CMFB, in the context of European statistics, stands for Committee on Monetary, Financial and Balance of Payments Statistics. Originally established in 1991, the Committee is an advisory committee for the European Commission (Eurostat) and European Central Bank and a platform for cooperation between the statistical and central banking community in Europe (CMFB).

Main tasks 
The Commission, on its own initiative, and, should the occasion arise, following a request from the Council or from the committees which assist them, shall consult the Committee on:
 the establishment of multiannual Community programmes for monetary, financial and balance of payments statistics;
 the measures which the Commission intends to undertake to achieve the objectives referred to in the multiannual programmes for monetary, financial and balance of payments statistics and the resources and timetables involved;
 any other question, in particular questions of methodology, arising from the establishment or implementation of the Statistical Programme in the relevant fields.
The Committee may express opinions on its own initiative on any questions relating to the establishment or the implementation of statistical programmes in the monetary, financial and balance of payments fields.

CMFB opinions 
The CMFB's main output is its opinion, adopted by a majority of its members, according to the applicable rules of procedure (special rules apply for adoption opinion in the context of the Excessive Deficit Procedure).
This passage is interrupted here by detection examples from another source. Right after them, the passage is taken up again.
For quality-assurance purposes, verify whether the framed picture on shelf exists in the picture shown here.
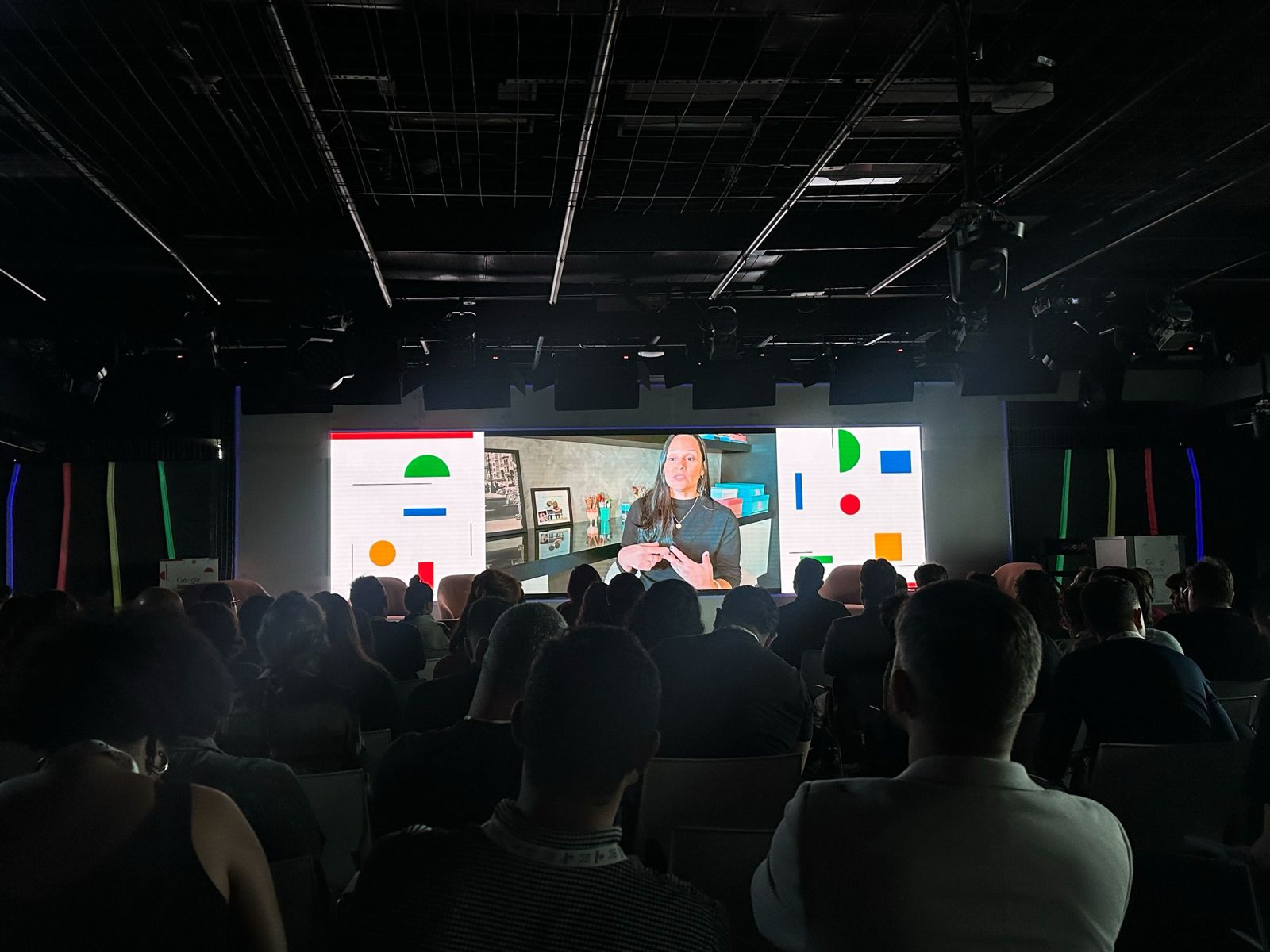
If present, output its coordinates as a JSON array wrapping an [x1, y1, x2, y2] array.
[[485, 449, 525, 536], [529, 486, 573, 529]]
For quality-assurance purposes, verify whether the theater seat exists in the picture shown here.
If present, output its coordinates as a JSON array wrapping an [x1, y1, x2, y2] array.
[[992, 562, 1045, 595], [437, 575, 476, 620]]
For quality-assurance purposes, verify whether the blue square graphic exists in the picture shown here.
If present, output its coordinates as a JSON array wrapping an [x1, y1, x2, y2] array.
[[881, 449, 913, 472]]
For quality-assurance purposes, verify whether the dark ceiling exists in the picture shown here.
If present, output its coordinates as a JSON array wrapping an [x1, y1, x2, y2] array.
[[0, 0, 1270, 393]]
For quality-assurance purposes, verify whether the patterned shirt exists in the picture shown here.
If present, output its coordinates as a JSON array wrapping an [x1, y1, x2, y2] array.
[[352, 800, 732, 952]]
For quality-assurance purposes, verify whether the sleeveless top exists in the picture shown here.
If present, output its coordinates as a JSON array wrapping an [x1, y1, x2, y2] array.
[[0, 781, 231, 952]]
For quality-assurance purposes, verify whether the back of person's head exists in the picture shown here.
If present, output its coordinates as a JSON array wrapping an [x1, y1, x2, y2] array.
[[1081, 575, 1139, 641], [1186, 556, 1234, 611], [0, 611, 233, 751], [199, 582, 237, 612], [466, 595, 513, 658], [626, 579, 705, 651], [313, 592, 379, 666], [893, 582, 1041, 753], [1094, 565, 1151, 624], [348, 575, 389, 618], [913, 562, 949, 589], [256, 593, 327, 674], [564, 562, 599, 605], [480, 601, 569, 698], [1059, 582, 1088, 639], [715, 585, 779, 641], [860, 559, 895, 608], [578, 573, 612, 624], [132, 585, 186, 614], [513, 624, 662, 797], [608, 573, 644, 624], [402, 575, 432, 614], [794, 559, 824, 595], [187, 601, 244, 662]]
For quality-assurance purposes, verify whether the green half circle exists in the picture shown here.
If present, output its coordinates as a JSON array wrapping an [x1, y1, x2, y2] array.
[[405, 453, 449, 478]]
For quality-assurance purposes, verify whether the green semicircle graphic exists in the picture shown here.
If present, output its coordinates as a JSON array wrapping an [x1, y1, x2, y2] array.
[[405, 453, 449, 478]]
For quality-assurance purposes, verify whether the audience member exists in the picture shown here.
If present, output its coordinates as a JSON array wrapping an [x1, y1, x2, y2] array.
[[239, 595, 273, 664], [402, 597, 512, 734], [217, 592, 362, 773], [198, 582, 237, 612], [404, 575, 449, 654], [1033, 575, 1236, 782], [187, 601, 260, 690], [132, 585, 186, 614], [576, 582, 614, 624], [608, 573, 644, 627], [652, 582, 813, 758], [821, 559, 895, 728], [1158, 557, 1270, 681], [0, 612, 286, 950], [348, 575, 428, 681], [751, 582, 1132, 950], [1094, 565, 1183, 651], [772, 559, 851, 669], [353, 627, 729, 952], [313, 592, 398, 731], [626, 579, 706, 651], [560, 562, 599, 628], [913, 562, 949, 589], [371, 601, 567, 834]]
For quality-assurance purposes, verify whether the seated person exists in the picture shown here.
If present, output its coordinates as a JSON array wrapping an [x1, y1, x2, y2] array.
[[348, 575, 428, 681], [351, 626, 730, 952], [1156, 557, 1270, 681], [0, 611, 286, 952], [314, 592, 400, 731], [402, 597, 512, 734], [187, 599, 260, 690], [216, 592, 362, 773], [772, 559, 851, 669], [1033, 575, 1237, 782], [402, 575, 449, 658], [821, 559, 904, 727], [652, 582, 813, 758], [371, 601, 567, 834], [751, 582, 1132, 952]]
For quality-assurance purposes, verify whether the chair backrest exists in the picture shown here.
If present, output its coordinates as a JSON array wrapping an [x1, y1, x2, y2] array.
[[799, 649, 833, 693], [379, 575, 406, 618], [437, 575, 476, 618], [635, 753, 802, 869], [1010, 713, 1045, 772], [300, 770, 371, 892], [992, 562, 1045, 595], [362, 727, 392, 773], [269, 855, 332, 952], [671, 827, 775, 952], [821, 565, 860, 605], [1088, 740, 1251, 852]]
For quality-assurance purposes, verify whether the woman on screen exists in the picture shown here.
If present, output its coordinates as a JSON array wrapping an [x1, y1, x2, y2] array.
[[618, 433, 741, 589]]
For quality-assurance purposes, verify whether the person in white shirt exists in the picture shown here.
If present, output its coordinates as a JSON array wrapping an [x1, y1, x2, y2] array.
[[751, 582, 1133, 952]]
Below is a list of the most recent and relevant opinions that the Committee has concluded, upon the request of one or more EU Member States:

The CMFB's advisory role in the EU's Excessive Deficit Procedure (EDP) 
 The format of the questionnaires shall be defined by the Commission (Eurostat) after consultation of the Committee on Monetary, Financial and Balance of Payments Statistics (hereinafter referred to as CMFB).
 The inventories shall be prepared in accordance with guidelines adopted by the Commission (Eurostat) after consultation of CMFB.
 In the event of a doubt regarding the correct implementation of the ESA 95 [today: ESA 2010] accounting rules, the Member State concerned shall request clarification from the Commission (Eurostat). The Commission (Eurostat) shall promptly examine the issue and communicate its clarification to the Member State concerned and, when appropriate, to the CMFB.
 For cases which are either complex or of general interest in the view of the Commission or the Member State concerned, the Commission (Eurostat) shall take a decision after consultation of the CMFB. The Commission (Eurostat) shall make decisions public, together with the opinion of the CMFB, without prejudice to the provisions relating to statistical confidentiality of Regulation (EC) No 322/97.

The CMFB's role in ensuring the quality of statistics underlying the EU's Macroeconomic Imbalance Procedure (MIP) 
The (ECOFIN) Council of the European Union, in its 2015 conclusions on EU statistics, recalled that the Macroeconomic Imbalances Procedure must rely upon sound and harmonised official statistics. The Council welcomed the close cooperation of the ESS and the ESCB, using existing fora, in ensuring the reliability of the statistics underlying the Macroeconomic Imbalances Procedure (MIP) and their comparability, welcomed the production of the first ESS-ESCB quality report on MIP statistics and encouraged the two statistical systems to give high priority to taking forward this programme.

As the statistics underlying MIP indicators are compiled, depending on domain, either or both by both the European Statistical System (ESS) and the European System of Central Banks (ESCB) within their respective spheres of competence, the two systems continuously cooperate statistical quality assurance  mechanisms to ensure that these statistics are reliable and comparable across Member States. According to the Memorandum of Understanding between the ESS and the ESCB, the Committee on monetary, financial and balance of payments statistics (CMFB) is the operational platform for such cooperation.

The CMFB, starting 2013, developed a three level quality assurance framework for the statistics underlying the Macroeconomic Imbalance Procedure and published the related quality reports (Quality reports concerning statistics underlying the MIP indicators).